Concretely – and more under pressure from some MEPs than on its own initiative – Brussels agreed to modify the so-called “Generalized System of Preferences” (GSP) – a special trade regime that eliminates customs duties for developing countries – in order to be able to apply exceptions in the event of oversupply.
The problem, in this case, lies in the relationship with Cambodia and Burmatwo nations which, thanks to this preferential framework, have become major producers, already contributing to a third of the imports of the Twenty-Seven (522,000 tonnes between January and August 2025). All this, at the cost of a collapse in prices in the Spanish countryside, which Asaja estimates to be higher than 15% since the beginning of this year, and which has endangered the continuity of the great rice-growing regions of our country: the Ebro Delta, the Guadalquivir marshes, the Valencian Albufera and Badajoz. According to Miguel Minguet, spokesperson for Asaja, in these circumstances “there is a real risk of abandonment of the harvestloss of surface area and irreversible economic damage.
An impossible limit
The threshold from which rates would be applied is well above the annual average of imports, making the mechanism useless
Logically, Spanish rice farmers welcomed the opening of negotiations between the three European powers to reform the GSP regime, but the final result is far from what they would have liked, even if it seems that Brussels has given in to their demands. On the one hand, the Commission has opened itself to the conversion into an automatic safeguard clause, which was one of the demands of agricultural organizations to guarantee that the application of customs duties is immediate as soon as a certain volume of imports is exceeded, without the need for heavy negotiations between States and with the Community executive.

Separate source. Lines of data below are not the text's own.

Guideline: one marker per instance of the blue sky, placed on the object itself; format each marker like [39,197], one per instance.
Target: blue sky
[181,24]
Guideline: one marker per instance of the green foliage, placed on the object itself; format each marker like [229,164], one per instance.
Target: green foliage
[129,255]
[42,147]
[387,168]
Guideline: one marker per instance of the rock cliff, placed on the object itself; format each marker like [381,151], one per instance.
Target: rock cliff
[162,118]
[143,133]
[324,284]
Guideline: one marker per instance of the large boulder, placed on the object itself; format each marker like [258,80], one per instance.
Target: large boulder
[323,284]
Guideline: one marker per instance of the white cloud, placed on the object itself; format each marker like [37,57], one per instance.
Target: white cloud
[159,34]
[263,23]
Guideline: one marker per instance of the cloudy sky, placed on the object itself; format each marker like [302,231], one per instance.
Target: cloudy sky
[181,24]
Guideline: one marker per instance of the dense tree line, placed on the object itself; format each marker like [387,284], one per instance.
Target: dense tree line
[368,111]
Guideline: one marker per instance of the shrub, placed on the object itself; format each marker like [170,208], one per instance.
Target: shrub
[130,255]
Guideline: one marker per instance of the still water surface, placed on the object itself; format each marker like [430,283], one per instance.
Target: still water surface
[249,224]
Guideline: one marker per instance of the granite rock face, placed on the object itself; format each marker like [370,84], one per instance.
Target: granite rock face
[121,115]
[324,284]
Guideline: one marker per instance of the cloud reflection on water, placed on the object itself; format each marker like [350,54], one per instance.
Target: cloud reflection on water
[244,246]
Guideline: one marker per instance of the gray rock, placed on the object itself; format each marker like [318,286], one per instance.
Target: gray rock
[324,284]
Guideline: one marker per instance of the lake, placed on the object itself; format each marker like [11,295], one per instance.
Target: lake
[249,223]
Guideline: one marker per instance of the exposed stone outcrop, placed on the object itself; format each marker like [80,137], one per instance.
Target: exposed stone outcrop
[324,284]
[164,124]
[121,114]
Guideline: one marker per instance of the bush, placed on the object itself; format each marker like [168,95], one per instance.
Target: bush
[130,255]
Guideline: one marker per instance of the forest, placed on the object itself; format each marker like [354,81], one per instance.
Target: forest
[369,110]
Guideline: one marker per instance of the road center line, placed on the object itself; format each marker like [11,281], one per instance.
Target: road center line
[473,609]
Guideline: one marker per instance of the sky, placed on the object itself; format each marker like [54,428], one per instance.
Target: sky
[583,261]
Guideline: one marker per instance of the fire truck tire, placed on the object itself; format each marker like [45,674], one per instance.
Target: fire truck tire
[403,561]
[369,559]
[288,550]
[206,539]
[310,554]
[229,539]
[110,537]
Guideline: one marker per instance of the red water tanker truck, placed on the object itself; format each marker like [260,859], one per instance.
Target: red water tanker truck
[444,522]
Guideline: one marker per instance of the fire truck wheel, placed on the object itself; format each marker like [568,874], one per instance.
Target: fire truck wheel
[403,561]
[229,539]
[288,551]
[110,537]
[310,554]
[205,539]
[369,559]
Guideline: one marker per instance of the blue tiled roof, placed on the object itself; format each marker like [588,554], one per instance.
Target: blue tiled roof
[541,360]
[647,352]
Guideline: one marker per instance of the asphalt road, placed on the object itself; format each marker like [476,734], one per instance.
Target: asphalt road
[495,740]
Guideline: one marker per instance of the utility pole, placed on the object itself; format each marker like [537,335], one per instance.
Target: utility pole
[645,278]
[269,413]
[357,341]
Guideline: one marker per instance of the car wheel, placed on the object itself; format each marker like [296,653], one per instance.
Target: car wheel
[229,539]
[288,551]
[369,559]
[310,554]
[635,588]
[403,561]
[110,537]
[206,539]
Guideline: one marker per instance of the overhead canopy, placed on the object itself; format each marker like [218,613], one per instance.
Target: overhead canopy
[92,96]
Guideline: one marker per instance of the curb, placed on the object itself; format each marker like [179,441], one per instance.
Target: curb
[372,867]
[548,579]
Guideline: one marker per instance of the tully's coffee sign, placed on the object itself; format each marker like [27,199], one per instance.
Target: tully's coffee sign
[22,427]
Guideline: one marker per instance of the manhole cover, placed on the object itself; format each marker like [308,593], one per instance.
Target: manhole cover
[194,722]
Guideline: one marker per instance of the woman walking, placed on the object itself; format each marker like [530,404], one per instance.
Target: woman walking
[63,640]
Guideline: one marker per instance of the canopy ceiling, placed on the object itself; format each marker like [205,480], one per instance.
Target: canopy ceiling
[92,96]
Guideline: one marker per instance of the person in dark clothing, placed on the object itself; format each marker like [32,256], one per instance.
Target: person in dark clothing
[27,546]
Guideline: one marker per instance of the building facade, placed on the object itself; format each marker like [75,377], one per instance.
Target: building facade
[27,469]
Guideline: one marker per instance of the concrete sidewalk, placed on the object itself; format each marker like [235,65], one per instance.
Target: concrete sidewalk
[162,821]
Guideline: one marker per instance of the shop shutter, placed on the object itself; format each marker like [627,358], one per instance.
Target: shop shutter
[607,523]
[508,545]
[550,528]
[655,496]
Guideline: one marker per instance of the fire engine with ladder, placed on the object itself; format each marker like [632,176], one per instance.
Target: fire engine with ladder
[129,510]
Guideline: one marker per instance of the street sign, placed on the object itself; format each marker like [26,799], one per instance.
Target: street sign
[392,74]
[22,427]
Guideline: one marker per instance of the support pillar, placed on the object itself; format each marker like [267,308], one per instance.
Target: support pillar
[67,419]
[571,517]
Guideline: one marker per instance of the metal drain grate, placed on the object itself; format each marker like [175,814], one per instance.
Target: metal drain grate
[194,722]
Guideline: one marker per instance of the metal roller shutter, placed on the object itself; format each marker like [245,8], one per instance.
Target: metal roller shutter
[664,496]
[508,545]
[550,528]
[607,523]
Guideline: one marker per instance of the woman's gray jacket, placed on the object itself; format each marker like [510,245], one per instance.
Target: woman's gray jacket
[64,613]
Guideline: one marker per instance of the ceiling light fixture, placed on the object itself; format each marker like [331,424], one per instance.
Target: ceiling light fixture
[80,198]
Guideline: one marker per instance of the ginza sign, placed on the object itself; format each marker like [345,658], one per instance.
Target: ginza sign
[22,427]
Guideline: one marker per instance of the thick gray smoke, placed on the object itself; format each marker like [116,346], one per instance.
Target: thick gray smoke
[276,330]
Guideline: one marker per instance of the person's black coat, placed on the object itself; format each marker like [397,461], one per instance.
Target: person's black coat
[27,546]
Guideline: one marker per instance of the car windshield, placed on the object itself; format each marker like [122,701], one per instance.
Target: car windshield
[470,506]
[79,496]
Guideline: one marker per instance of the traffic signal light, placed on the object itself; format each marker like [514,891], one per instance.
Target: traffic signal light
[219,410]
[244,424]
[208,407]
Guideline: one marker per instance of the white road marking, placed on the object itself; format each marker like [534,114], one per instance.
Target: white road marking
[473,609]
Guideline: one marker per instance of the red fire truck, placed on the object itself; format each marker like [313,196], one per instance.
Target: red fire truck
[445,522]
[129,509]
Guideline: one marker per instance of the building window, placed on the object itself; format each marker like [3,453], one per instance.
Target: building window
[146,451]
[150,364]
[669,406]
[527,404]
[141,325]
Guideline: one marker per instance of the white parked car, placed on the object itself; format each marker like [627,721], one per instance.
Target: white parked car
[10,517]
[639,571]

However, at the same time, Brussels placed this ceiling above the 560,000 tonnes per yeara figure which is 200,000 tonnes higher than the average imports of the last ten years and which makes the mechanism useless. According to the Union of Trade Unions, the EU has agreed on a threshold which will only be applied “when it is too late”.
The good news for the sector is that the mechanism can be revised every year and the Parliament and Council still need to ratify it. However, the preliminary agreement does not leave much room for optimism since everything indicates that the interests of the purchasing countries have prevailed over those of the producers, and that the blocking minority led by Spain and Italy that some expected does not exist.